Durant 4 ans, le photographe français Charles Fréger était en résidence artistique à Strasbourg à l'invitation du Musée alsacien et de la Chambre, galerie spécialisée en photographie. L'exposition "Souvenir d'Alsace" qui en découle, est riche et dense. Elle détourne, d'une manière inattendue, quelques icônes alsaciennes.
Parmi les objets qui symbolisent l'Alsace, le service Obernai occupe une place de choix. Cette vaisselle dessinée par Henri Loux et fabriquée à partir de 1904 à la faïencerie de Sarreguemines, orne encore aujourd'hui les tables alsaciennes. Scènes de la vie rurale au centre, petites fleurs sur les bords, elle figure depuis plus de 100 ans une Alsace idéale.
Dans l'exposition du Musée alsacien, 41 assiettes Obernai sont accrochées au mur. Les scènes pastorales sont barrées d'un gros trait noir, brillant. L'oeuvre s'appelle "Le paradis perdu" en référence à la perte de l'Alsace par la France après la guerre de 1870.
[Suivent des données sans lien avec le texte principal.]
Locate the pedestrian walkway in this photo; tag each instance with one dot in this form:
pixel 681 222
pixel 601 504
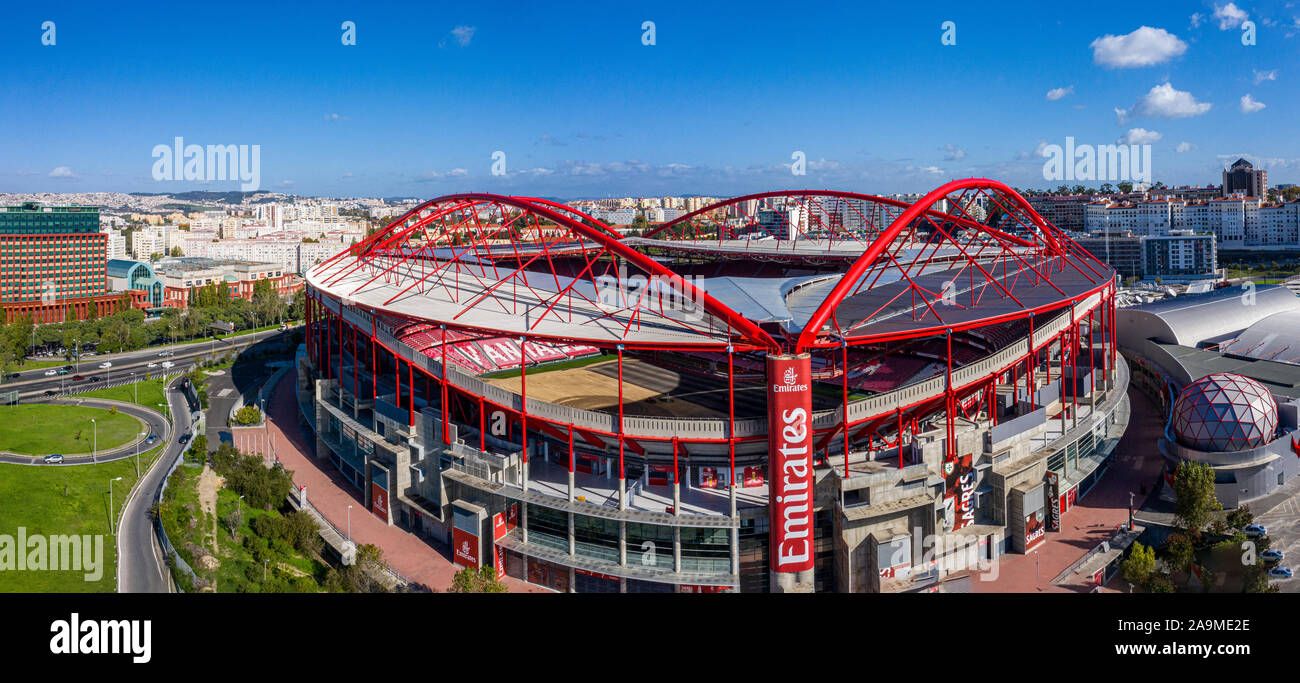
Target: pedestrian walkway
pixel 1134 466
pixel 410 556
Au cours de ses quatre ans de résidence, c'est cette partie de l'histoire alsacienne qui a particulièrement occupée Charles Fréger. Il a passé aux cribles les représentations de l'Alsace après 1870, Hansi et ses caricatures de "Boches", Léo Schnug et ses peintures au château du Haut-Koenigsbourg, les uniformes allemands et français de la Première Guerre mondiale.
Charles Fréger s'est concentré tout spécialement sur la grande coiffe alsacienne noire devenue objet de propagande. À l'image de son travail réalisé en 2015 appelé "La suite basque", il a photographié des Alsaciennes costumées en contre-jour pour une série intitulée "Mariage à Seebach". Les silhouettes sombres laissent transparaître des détails de broderies, des fleurs colorées sur les jupons. L'Alsacienne devient une madone, une icône. Dans une danse macabre à vous donner la chair de poule, elle danse en ligne au bras d'un Poilu et d'un Feldgrau sur un rythme et une musique qui ne laissent aucun doute sur l'issue de la danse guerrière que se livrent l'Allemagne et la France.
Dans cette exposition, le célèbre photographe français, interroge la barbarie, la guerre - la Première et la Seconde, comme celle qui agite l'Europe aujourd'hui.
Dans le catalogue de l'exposition, Marie Pottecher, conservatrice du Musée alsacien rappelle que les mécanismes de la propagande n'ont pas changé et qu'ils sont toujours à l'oeuvre aujourd'hui. Elle conclut sa présentation par cette phrase :" Souvenons-nous de l'Alsace".